For those interested, Signal doesn't seem to use ZRTP anymore:

> The new Signal voice and video beta functionality eliminates the need for ZRTP. The "signaling" messages used to set up the voice/video beta calls (offer/answer SDPs, ICE candidates, etc) are transmitted over the normal Signal Protocol messaging channel, which binds the security of the call to that existing secure channel. It is no longer necessary to verify an additional SAS, which simplifies the calling experience.

https://whispersystems.org/blog/signal-video-calls-beta/

And it's not in beta anymore:

https://whispersystems.org/blog/signal-video-calls/

Author of the paper here.

Yup, in regards to Signal our findings are already obsolete :D I think that the new Signal developments are great. It is better to allow only one key verification mechanism for unified usability and also use key continuity. Before, SAS needed to be verified for each call again.

But isn't now with signal that you have to wiretap it once and your are good to go since there are no sas every time?
Sure, but "wiretapping it once" would mean breaking a lot of well studied and until now unbroken crypto.
That's sort of too bad, because it looks like Signal was one of the only implementations they audited that had no issues.

I hope these authors will eventually look at the new thing too.

The more interesting would be to see how feasible is to crack the in band SAS authentication string, when callers verbally verify it.

Deep learning and ability to train on a specific callers' voice [1] then mimic it might be an interesting attack vector. In practice Silent Circle's implementation does something interesting and instead of SAS numbers use dictionary words. So you end up with something like "Pink Elephant Salad". Could probably MitM that. However callers are then supposed to make some extra puns or discuss it a bit and say something like "Ha-ha! Wonder how tasty the an elephant salad would be". And if after MitM-ing, the string to the other side was "Plastic Blue Llamas" then a MitM attack becomes more obvious.

[1] http://research.baidu.com/deep-voice-production-quality-text...

Author of the paper here.

There is existing work on testing the feasibility of impersonating other person's voice. We discuss them in our related work section at the end of the paper.

I think on the long run, SAS will no longer be a sufficient authentication technique due to advances in speech synthesis. To prolong ZRTP's life we propose usage of sentences instead of words/chars. This is discussed in detail in our best practices section.

This is a fascinating and well elaborated article!

I noticed that UX/UI is important and a guarantee that SAS should increase in length, what are some of the recommendations that you advise to have a good ZRTP implementation ?

Or should we start discussing the fadeoff of ZRTP and a change to something like Matrix protocol or even Signal's one ?

Both Matrix and Signal use WebRTC for VoIP so the content is encrypted by default.

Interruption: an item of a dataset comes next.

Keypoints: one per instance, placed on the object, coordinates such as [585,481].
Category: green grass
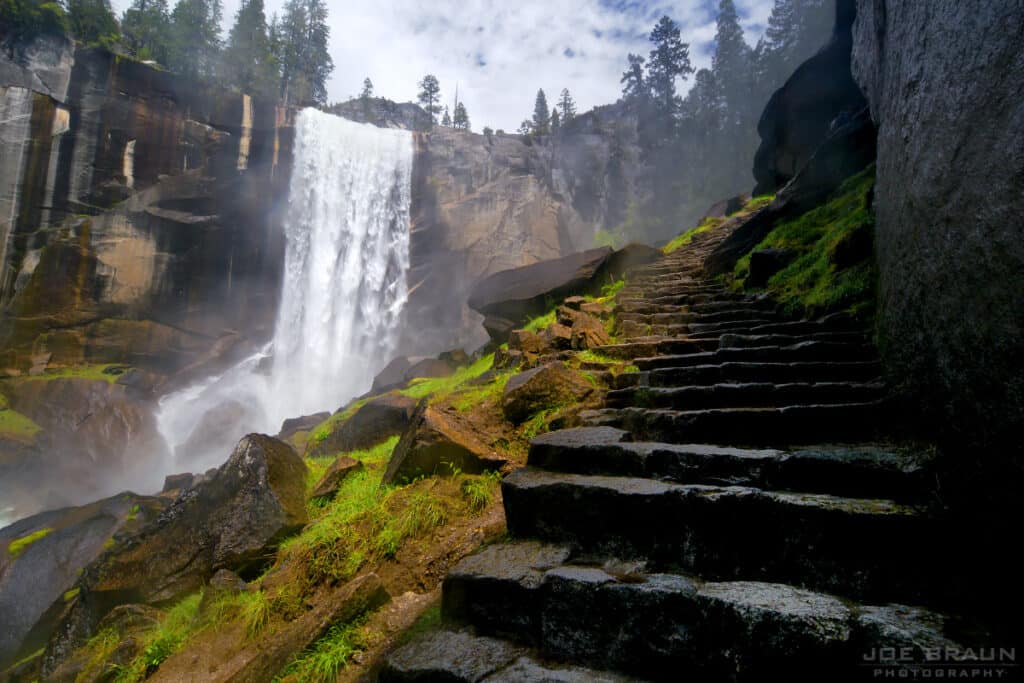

Call set up and signaling is also encrypted by default with Signal, and possible with Matrix - it's automatic if the room from which a call is established is already encrypted.

I know Signal attempts to prevent any data leakage by forcing the Opus codec to use a constant bitrate instead of its default VBR -- I'm not sure if Matrix implements anything similar yet.

Instead of using fancy deep learning to fake the voice why not simulate a degraded signal by adding noise and using a good text to speech program (after you have figured out gender ).
AFAICT, This looks more like attacks on the implementations of ZRTP than on attempts to find weaknesses in the underlying protocol.
One sort of assumes that from "Real-World Attacks", no?
Or real world attacks on solid implementations.
This is fascinating. Thanks for writing this paper, guys.